Consequently, the matter should be remanded to the Trial Justice for further findings and/or testimony as he deems appropriate.

II. The second claimed error relates to whether the findings are disproportionate to the damages. The defendant cites Farland v. Young, 1989 Mass. App. Div. 76 for the proposition that the damages are disproportionate. However, that case appears to omit certain language which misled the defendant The case states:

While we need not reach the second issue on appeal, we hold that damages awarded were disproportionate to the injuries proven. From the report, the trial judge took extensive evidence on the damages suffered by the plaintiffs and was well within proper boundaries in that the damages *74awarded were not excessive or an abuse of discretion especially in view of the facts that both plaintiffs suffered permanent disabilities.

It appears that a fair reading of this quotation indicates that a negative was omitted from the first sentence and that the court actually refused to conclude that the damages were disproportionate.

Whatever authority there may be for us to reverse on the basis that the damages are disproportionate, this authority should be exercised sparingly. See Freeman v. Marchi, 30 Mass. App. Dec. 114 (1965). This is especially true in a personal injury case where the Trial Justice has had an opportunity to view and hear the witnesses. A Report cannot communicate the true measure of damages. Thus, we decline to take any action based upon the claim of disproportionate damages.

III. & IV. The third and fourth claims of error relate to causation and the denial of Requests for Rulings that state that

Any negligence which may be found on the Defendant... is not the proximate cause of the damages ... incurred after the January 26, 1985 accident....

The Trial Justice denied each of these requests.

Clearly, the plaintiff has the burden of showing that the negligence of the defendant is the cause of the damage. Once again, this is a question of fact, and these requests are in essence requests for findings of fact A trial justice does not have to act on requests for findings of fact and the denial was thus proper.

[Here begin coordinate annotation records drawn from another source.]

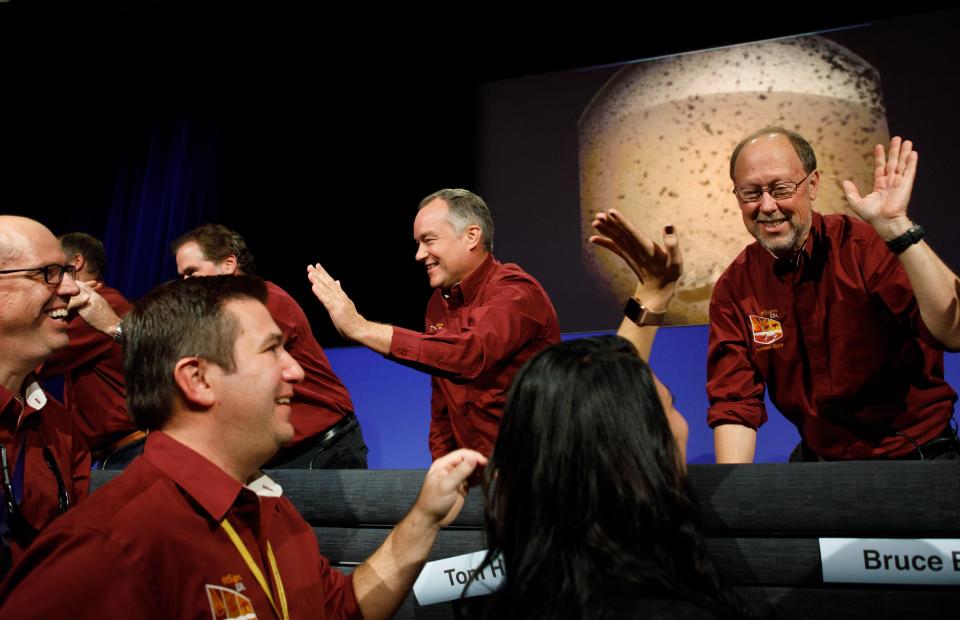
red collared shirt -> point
(41, 421)
(838, 340)
(478, 335)
(150, 545)
(93, 388)
(320, 400)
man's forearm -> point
(937, 290)
(375, 336)
(384, 580)
(734, 443)
(642, 336)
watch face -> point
(642, 316)
(632, 311)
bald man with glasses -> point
(843, 320)
(44, 463)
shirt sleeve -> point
(442, 440)
(734, 388)
(507, 319)
(86, 345)
(63, 574)
(886, 278)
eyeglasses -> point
(781, 190)
(52, 274)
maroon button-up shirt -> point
(836, 337)
(320, 400)
(93, 386)
(27, 428)
(478, 335)
(150, 545)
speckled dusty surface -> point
(655, 143)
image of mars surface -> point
(655, 143)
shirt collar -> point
(802, 260)
(207, 484)
(33, 397)
(466, 290)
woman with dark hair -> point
(587, 497)
(588, 502)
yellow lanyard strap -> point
(282, 613)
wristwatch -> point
(641, 315)
(904, 241)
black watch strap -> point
(641, 315)
(904, 241)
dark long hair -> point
(587, 500)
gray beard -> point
(785, 247)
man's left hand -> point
(94, 309)
(339, 306)
(445, 486)
(885, 208)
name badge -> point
(930, 561)
(444, 580)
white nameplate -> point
(931, 561)
(444, 580)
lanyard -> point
(282, 613)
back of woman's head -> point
(586, 498)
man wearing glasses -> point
(193, 528)
(44, 463)
(843, 320)
(92, 365)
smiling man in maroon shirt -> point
(92, 366)
(843, 320)
(484, 321)
(193, 529)
(328, 435)
(44, 462)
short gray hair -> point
(466, 208)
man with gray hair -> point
(193, 528)
(92, 365)
(484, 321)
(844, 320)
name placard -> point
(444, 580)
(927, 561)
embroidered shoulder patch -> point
(765, 330)
(228, 604)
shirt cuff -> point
(405, 344)
(751, 415)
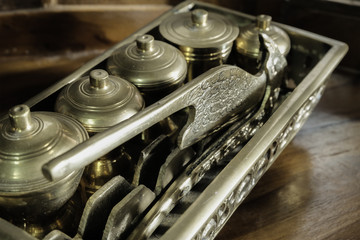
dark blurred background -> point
(41, 41)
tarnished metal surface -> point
(155, 67)
(197, 172)
(238, 85)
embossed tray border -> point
(209, 213)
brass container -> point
(154, 67)
(205, 38)
(248, 46)
(28, 141)
(100, 101)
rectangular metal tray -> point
(311, 61)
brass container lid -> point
(99, 100)
(27, 141)
(248, 42)
(200, 29)
(149, 64)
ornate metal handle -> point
(214, 96)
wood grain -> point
(312, 191)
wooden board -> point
(313, 189)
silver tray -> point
(231, 170)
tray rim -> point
(198, 220)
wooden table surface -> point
(312, 191)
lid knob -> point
(98, 78)
(199, 17)
(263, 21)
(20, 118)
(145, 43)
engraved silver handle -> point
(214, 96)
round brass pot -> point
(205, 38)
(27, 141)
(248, 47)
(100, 101)
(154, 67)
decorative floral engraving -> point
(235, 198)
(226, 91)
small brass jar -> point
(154, 67)
(100, 101)
(248, 46)
(205, 38)
(27, 141)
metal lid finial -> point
(145, 43)
(263, 21)
(98, 78)
(20, 118)
(199, 17)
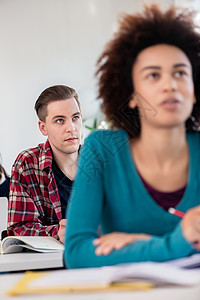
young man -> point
(42, 177)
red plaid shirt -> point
(34, 205)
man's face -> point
(63, 126)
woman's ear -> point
(194, 99)
(133, 101)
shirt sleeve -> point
(84, 216)
(24, 217)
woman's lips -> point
(72, 139)
(170, 104)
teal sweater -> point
(109, 192)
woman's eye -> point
(153, 75)
(75, 118)
(180, 74)
(59, 121)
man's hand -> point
(116, 240)
(62, 228)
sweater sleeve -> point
(84, 215)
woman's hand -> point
(191, 226)
(61, 231)
(116, 240)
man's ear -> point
(42, 128)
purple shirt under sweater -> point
(165, 199)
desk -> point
(179, 293)
(30, 261)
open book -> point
(12, 244)
(132, 276)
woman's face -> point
(163, 85)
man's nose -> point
(70, 126)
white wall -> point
(48, 42)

V. The last claim of error relates to the exclusion from evidence of certain medical records allegedly contained in the file of the insurance company of the second accident. The defendant asserts that the Trial Justice refused to admit the records and claimed a report The Report includes a transcript of the lengthy colloquy. However, portions of the tape have apparently been lost. From the transcript provided, the clear indication is that the Trial Justice was prepared to admit the records, but they could not be located by the witness. To the extentthatthe Report does not contain the entire colloquy, the defendant has failed to follow Dist./Mun. Cts. R. Civ. P., Rule 64(a) which requires the request to

be reduced to writing and filed with the clerk... The written request for report shall clearly identify the question, answer (or offer of proof), or physical evidence and the related ruling which was the subject of the objection.

This procedure substantially predates the recording system of the District Court Thus, any failure of the recording system does not justify a failure to comply with the Rule.

Accordingly, the issue is not properly before us.

The case is remanded to the Trial Justice for further findings in accordance with this opinion.